The analyses described herein are based on IOS data collected between July 2009 and July 2016 for patients with HAE type I or II; patients with other forms of angioedema were excluded from this analysis. Retrospective data for attacks recorded prior to IOS enrolment were also collected, dating back to February 2008. During this period, a total of 51 centres in 11 countries contributed data for this analysis: Austria (n = 1), Brazil (n = 1), Germany (n = 7), Denmark (n = 1), Spain (n = 9), France (n = 17), Greece (n = 2), Israel (n = 4), Italy (n = 5), Sweden (n = 1) and the UK (n = 3). We also include a separate description of seven patients with acquired angioedema (AAE) due to C1-INH deficiency for this period from the UK sample, including one patient who was treated with icatibant for acute attacks (unlicensed indication).
Patient demographics and characteristics were recorded at enrolment (IOS entry [baseline]), including information on HAE attacks (including icatibant-treated) before IOS entry. Information relating to physical examination, icatibant treatment, concomitant medications and adverse events was collected at enrolment and at routine visits, recommended every 6 months thereafter. Data for attacks treated with icatibant or untreated attacks were recorded, including rescue medication and long-term prophylaxis usage; data for attacks treated with other products are not collected in IOS. For each icatibant-treated HAE attack, data were collected for time to treatment (time between the start of the attack and the first icatibant injection), duration of attack (time between onset of attack and complete resolution of symptoms) and time to resolution (time between first icatibant injection and complete resolution of symptoms) (Fig. 1). Data recorded for untreated attacks included frequency and duration of untreated attacks in the prior 12 months and potential reasons for non-treatment. The IOS protocol does not specify how patients should record attacks. Patients used several methods to record attacks, including diaries, evaluation forms and, in some cases, reporting attacks contemporaneously to specialist nurses. Self-administration of treatment included administration by family members or the patient, according to national prescribing information, after training in subcutaneous injection technique by a healthcare professional. Attack severity was described by patients and was verified by a healthcare professional at routine visits. Severity was classified as: none (absence of symptoms); mild (mild interference with daily activities); moderate (moderate interference with daily activities and no other treatment required; severe (severe interference with daily activities and with or without other treatment); and very severe (very severe interference with daily activities and other treatment required) .

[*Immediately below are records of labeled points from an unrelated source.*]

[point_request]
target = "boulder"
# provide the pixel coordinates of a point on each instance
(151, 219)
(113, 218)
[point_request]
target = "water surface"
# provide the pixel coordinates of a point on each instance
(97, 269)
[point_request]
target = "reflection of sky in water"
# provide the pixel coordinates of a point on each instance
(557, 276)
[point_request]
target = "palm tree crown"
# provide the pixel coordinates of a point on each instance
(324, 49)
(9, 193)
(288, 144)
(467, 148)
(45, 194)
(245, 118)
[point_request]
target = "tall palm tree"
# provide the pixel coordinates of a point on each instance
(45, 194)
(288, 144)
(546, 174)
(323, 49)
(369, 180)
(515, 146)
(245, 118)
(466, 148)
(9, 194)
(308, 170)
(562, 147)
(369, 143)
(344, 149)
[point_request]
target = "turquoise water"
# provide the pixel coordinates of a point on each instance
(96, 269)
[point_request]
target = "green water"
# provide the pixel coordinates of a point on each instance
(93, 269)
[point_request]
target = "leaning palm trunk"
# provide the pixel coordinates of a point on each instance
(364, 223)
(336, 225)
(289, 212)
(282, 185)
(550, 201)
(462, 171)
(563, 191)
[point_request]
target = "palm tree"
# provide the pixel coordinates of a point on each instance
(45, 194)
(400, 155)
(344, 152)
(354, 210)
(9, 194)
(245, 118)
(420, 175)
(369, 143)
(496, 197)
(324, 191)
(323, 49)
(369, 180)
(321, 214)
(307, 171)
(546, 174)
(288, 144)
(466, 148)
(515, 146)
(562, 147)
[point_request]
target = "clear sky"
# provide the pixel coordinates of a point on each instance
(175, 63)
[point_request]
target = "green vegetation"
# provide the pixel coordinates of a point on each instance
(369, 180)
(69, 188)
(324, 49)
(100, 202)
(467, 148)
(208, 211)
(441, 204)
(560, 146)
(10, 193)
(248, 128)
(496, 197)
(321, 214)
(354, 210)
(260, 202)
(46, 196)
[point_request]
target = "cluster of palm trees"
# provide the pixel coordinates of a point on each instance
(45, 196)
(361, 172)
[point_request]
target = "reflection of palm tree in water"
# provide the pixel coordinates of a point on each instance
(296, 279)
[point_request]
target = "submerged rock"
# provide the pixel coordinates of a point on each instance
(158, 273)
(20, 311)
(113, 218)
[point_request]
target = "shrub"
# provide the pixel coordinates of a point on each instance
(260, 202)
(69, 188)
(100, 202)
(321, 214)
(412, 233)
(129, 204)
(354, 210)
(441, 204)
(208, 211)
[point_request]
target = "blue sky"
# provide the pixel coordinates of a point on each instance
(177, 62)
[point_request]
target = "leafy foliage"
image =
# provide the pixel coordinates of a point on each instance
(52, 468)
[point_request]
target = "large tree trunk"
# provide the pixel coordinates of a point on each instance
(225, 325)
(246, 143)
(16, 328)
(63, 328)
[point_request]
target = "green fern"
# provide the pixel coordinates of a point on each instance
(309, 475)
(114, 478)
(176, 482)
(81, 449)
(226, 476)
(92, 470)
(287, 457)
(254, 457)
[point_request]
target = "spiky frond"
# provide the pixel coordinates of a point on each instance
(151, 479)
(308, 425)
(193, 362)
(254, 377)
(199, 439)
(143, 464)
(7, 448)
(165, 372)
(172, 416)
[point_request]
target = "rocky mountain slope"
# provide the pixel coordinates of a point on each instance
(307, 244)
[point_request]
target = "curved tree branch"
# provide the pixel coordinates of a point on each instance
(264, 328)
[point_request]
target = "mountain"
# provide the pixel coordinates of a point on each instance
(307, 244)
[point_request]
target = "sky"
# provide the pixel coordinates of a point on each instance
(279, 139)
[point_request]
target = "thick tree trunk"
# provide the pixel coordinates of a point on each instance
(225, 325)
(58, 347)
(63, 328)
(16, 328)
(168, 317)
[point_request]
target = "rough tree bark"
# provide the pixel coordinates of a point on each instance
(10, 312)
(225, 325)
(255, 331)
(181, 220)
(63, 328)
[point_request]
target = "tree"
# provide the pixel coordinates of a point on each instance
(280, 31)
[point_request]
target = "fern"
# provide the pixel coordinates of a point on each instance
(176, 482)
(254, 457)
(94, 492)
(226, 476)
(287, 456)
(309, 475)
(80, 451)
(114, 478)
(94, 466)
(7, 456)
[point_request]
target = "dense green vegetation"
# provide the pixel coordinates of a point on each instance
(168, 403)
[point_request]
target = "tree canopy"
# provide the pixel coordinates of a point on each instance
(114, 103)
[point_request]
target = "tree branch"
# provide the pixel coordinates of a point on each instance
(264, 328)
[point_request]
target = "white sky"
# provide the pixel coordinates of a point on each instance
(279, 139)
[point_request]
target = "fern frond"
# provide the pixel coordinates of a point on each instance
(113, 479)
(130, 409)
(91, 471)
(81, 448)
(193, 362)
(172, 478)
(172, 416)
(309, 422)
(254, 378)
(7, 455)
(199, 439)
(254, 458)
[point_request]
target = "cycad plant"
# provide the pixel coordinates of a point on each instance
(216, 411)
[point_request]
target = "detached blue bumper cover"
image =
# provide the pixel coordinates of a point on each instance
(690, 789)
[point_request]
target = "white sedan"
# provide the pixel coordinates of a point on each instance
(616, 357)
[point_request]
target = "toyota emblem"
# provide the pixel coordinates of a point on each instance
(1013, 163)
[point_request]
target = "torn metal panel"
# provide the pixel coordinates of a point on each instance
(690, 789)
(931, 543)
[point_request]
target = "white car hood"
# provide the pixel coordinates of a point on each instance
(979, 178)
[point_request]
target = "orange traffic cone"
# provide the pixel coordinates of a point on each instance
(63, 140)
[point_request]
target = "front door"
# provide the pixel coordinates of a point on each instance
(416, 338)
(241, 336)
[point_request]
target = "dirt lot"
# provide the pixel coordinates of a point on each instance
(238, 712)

Results of UK versus non-UK populations were compared. A mixed-model analysis of repeated measures (Proc Mixed; SAS Institute, Cary, NC, USA) was used to compare time to treatment, time to resolution and duration of attack. The Chi squared test was used for the comparison of dichotomous data, with a statistical significance level of alpha = 0.05. Data are presented as median (interquartile range [IQR]) or mean (standard deviation [SD]), unless otherwise specified.
Between July 2009 and July 2016, 652 patients diagnosed with HAE type I or II were entered into the IOS database. Of these, 73 patients were from three centres in the UK (enrolled from March 2010 onwards) and 579 patients were from 48 centres outside the UK. Approximately 60% of patients in both UK and non-UK groups were female. Median patient age at extract was 42.2 and 43.3 years for UK and non-UK patients, respectively. Patient demographics and baseline characteristics are presented in Table 1. In the UK, one patient received icatibant under the age of 18 years (two icatibant injections, one each for two separate attacks at 17.6 and 17.8 years). Outside the UK, five patients received icatibant injections under the age of 18 years (range 16.2–17.9 years). Of these five non-UK patients, two patients each received a single icatibant injection, one patient received three icatibant injections for three separate attacks, one patient received four icatibant injections for four separate attacks and one patient received ten icatibant injections for ten separate attacks.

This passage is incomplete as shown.